# 7 inch dust collection ducting?



## BannorToys (Dec 12, 2013)

I recently bought a Grizzly 3HP double canister dust collector for my new wood shop. It turns out that the inlet is 7 inches and I am having a heck of a time finding any piping and fittings that will work with this size of an inlet. I think PVC only comes in 6 or 8 inch and I'm not sure about easily obtained metal duct work? Also, I need to have elbows, straights, and Y type fittings. Of course a lot of my machines have 4 inch ports so I need to be able to reduce at the machine, not sure if metal ducting has options for this?
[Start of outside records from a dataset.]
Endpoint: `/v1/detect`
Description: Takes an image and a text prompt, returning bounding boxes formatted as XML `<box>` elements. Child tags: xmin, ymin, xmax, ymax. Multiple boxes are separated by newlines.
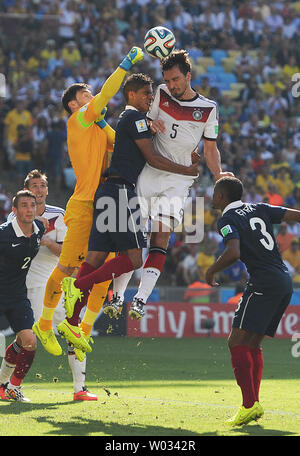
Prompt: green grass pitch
<box><xmin>0</xmin><ymin>336</ymin><xmax>300</xmax><ymax>438</ymax></box>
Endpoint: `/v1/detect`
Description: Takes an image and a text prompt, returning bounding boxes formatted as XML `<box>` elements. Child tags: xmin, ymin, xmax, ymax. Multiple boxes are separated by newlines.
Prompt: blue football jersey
<box><xmin>104</xmin><ymin>106</ymin><xmax>152</xmax><ymax>185</ymax></box>
<box><xmin>0</xmin><ymin>219</ymin><xmax>45</xmax><ymax>299</ymax></box>
<box><xmin>218</xmin><ymin>201</ymin><xmax>287</xmax><ymax>282</ymax></box>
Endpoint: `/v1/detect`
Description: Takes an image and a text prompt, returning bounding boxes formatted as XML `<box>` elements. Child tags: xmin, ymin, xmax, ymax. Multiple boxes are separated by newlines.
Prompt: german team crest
<box><xmin>192</xmin><ymin>109</ymin><xmax>202</xmax><ymax>120</ymax></box>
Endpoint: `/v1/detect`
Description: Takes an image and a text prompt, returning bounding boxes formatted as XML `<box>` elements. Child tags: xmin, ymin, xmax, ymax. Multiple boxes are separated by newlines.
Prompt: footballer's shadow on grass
<box><xmin>36</xmin><ymin>416</ymin><xmax>207</xmax><ymax>437</ymax></box>
<box><xmin>231</xmin><ymin>424</ymin><xmax>295</xmax><ymax>437</ymax></box>
<box><xmin>1</xmin><ymin>400</ymin><xmax>74</xmax><ymax>415</ymax></box>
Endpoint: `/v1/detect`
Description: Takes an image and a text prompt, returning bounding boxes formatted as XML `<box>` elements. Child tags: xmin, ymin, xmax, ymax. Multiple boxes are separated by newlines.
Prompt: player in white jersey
<box><xmin>4</xmin><ymin>170</ymin><xmax>97</xmax><ymax>401</ymax></box>
<box><xmin>103</xmin><ymin>50</ymin><xmax>233</xmax><ymax>318</ymax></box>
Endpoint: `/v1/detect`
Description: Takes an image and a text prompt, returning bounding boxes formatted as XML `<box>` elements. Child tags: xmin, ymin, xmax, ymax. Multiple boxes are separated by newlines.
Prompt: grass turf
<box><xmin>0</xmin><ymin>336</ymin><xmax>300</xmax><ymax>438</ymax></box>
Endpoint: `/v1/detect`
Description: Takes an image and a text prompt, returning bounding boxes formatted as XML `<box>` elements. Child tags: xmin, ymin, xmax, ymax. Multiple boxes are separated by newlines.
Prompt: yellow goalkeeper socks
<box><xmin>40</xmin><ymin>266</ymin><xmax>67</xmax><ymax>331</ymax></box>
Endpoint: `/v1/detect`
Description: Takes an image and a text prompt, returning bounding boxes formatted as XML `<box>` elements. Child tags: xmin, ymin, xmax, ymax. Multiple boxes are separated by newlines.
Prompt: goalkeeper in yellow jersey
<box><xmin>32</xmin><ymin>47</ymin><xmax>143</xmax><ymax>358</ymax></box>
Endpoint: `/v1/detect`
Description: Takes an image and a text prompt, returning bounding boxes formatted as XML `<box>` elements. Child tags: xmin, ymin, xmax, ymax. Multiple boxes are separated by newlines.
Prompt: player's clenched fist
<box><xmin>120</xmin><ymin>46</ymin><xmax>144</xmax><ymax>71</ymax></box>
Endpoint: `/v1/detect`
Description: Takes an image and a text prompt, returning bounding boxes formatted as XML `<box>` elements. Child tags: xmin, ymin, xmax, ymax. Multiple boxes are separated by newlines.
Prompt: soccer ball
<box><xmin>144</xmin><ymin>27</ymin><xmax>176</xmax><ymax>59</ymax></box>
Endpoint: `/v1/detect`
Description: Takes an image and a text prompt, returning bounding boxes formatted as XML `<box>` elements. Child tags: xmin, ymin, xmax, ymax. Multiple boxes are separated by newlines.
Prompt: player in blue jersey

I found a few places online that want what seem to me to be crazy amounts of money for the fittings so I am wondering what you all use? I really don't want to take it down to 6 inch unless I have to. I want to do it right (this is my huge dream shop I'm building here) but I don't want to spend as much on 40 foot of pipe as I did on the machine itself. Any help is appreciated, thanks in advance!


----------



## wapakfred (Jul 29, 2011)

Deleted, it was a double post.


----------



## wapakfred (Jul 29, 2011)

Mine has a 7" inlet, and Oneida suggested I run 7" for at least the first 5-6 feet before transitioning to 6". So I used 7" HVAC snaplock and 2-7" HVAC el's to run the duct up to the ceiling, then transitioned to 6" PVC. If you choose snap lock, be sure to get the heaviest gauge you can get; a lot of guys have collapsed the 30 gauge stuff. The transition to PVC is fairly easy to do, though it's not particularly attractive. A 7×6 HVAC transition (reducer/enlarger) will do it, as for the appearance I'm a function over form guy (really don't care what it looks like). Here's what I did to my drum sander to get a 6" port on it. Like I said I function over form, and this works really well.


----------



## shipwright (Sep 27, 2010)

This is the second time in a couple of days that I have posted this reference. It is a good solution to the high cost of fittings.


----------



## descolada (Jun 23, 2013)

I had the same problem looking for 7" duct in my system recently. If you want to go the sheet metal route (as i did) penn state has pretty reasonably priced. I bought my system using their economy line and it it was a bit of a pain trying to connect everything using duct tape, but worked great once installed. You can find it here: http://www.pennstateind.com/store/economy-ductwork.html

When I went to expand the system I used their economy pieces except i switched in the premium drawband connectors. At 7" they are $20 each instead of $10, but much beefier and easier to install.


----------



## Finn (May 26, 2010)

I put in a six inch system all of 24 gage steel. I am a retired sheet metal worker so I made the wyes myself and bought the ells. You could get a sheet metal shop to make a taper for you to fit PVC and use PVC from there to the equipment. It would be one rather expensive fitting but only one.


----------



## copcarcollector (Aug 8, 2012)

I have that exact dust collector. I ran a small amount of 7 inch metal pipe to turn the corner and go up wall, then used an adapter down to 6 inches for all of the main runs and drops.


----------



## BannorToys (Dec 12, 2013)

Having the exact same dust collector, how do you like it so far? I haven't used mine yet


----------



## Holbs (Nov 4, 2012)

i'm in the process of doing all this myself. gots a blog going with building a Thien Baffle (still in progress).
Everyone that has a grizzly 3HP dual canister says they have 7" inlet. While mine is 6". 
I was lucky.. I have a friend at a HVAC distribution supply house. I get my 6" why's for $3 and snap lock 5' for $7 (all 26 gauge).
Was about to fiddle with the wye's… then I found out they are facing the wrong direction. Unsure what to do about it! Grr…


----------